The price of euro yesterday showed strong growth after the speech of the ECB President Mario Draghi. Despite the fact that the ECB interest rates remained unchanged, the reason for the growth were the words of Mr. Draghi about that at the beginning of the next year, the ECB will decide on the start of measures to stimulate the economy, which should help to deal with low inflation. Also yesterday was noted that the cause of slowing inflation in recent years was the fall in oil prices. Today the dynamics of trading will depend on GDP data for the euro area (10:00 GMT), statistics on the labor market (13:30 GMT) and factory orders in the US (15:00 GMT). We maintain our medium-term negative outlook for the euro and we expect increased volatility today.

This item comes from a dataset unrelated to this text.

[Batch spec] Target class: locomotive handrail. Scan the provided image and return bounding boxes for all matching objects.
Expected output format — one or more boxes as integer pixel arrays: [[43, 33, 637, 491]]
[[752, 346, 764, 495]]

The British pound yesterday showed low volatility for trading and continued to decline. We recall that the Bank of England kept interest rates at a record low 0.5%. Minutes of yesterday's meeting will be published on December 17. At the last meeting 2 of 9 members of the Monetary Policy Committee voted to raise interest rates. Today, we expect an increase in volatility after the release of a report on the labor market in the US (13:30 GMT). In addition it is worth paying attention to data on inflation expectations in the UK in Q3 (09:30 GMT). Given the current consolidation, we recommend to wait for the signals to open new positions.
The price of the Japanese yen continues to consolidate near seven-year lows. The weakening of the Japanese currency is due to positive expectations about the US labor market statistics which will be published today. In addition, a stable negative trend persists due to the recession in Japan and the steady growth in the United States. The divergence in monetary policy between the two countries is the main reason for the fall in the price. We maintain our medium-term negative outlook, but do not exclude the slow fall in the near future.
The price of the Australian dollar continues a gradual decline despite the positive statistics on retail sales, which increased by 0.4% in November and a lower trade deficit, which in October totaled 1.32 billion compared with an expected 1.85 billion. Investors continue to sell the Australian currency due to weak GDP growth in the 3rd quarter, which rose by only 0.3% against the expected 0.7%. We maintain our medium-term negative outlook and recommend to monitor the statistics on the labor market in the US (13:30 GMT), the publication of which will lead to increased volatility.
The New Zealand dollar showed a jump in prices, but continued to move within a downtrend. Quotes of the national currency remained under the pressure of weak trade balance data, due to the low prices of export goods. The main risk to the economy is the slowing Chinese economy. We maintain our medium-term negative outlook and recommend holding short positions on the New Zealand dollar.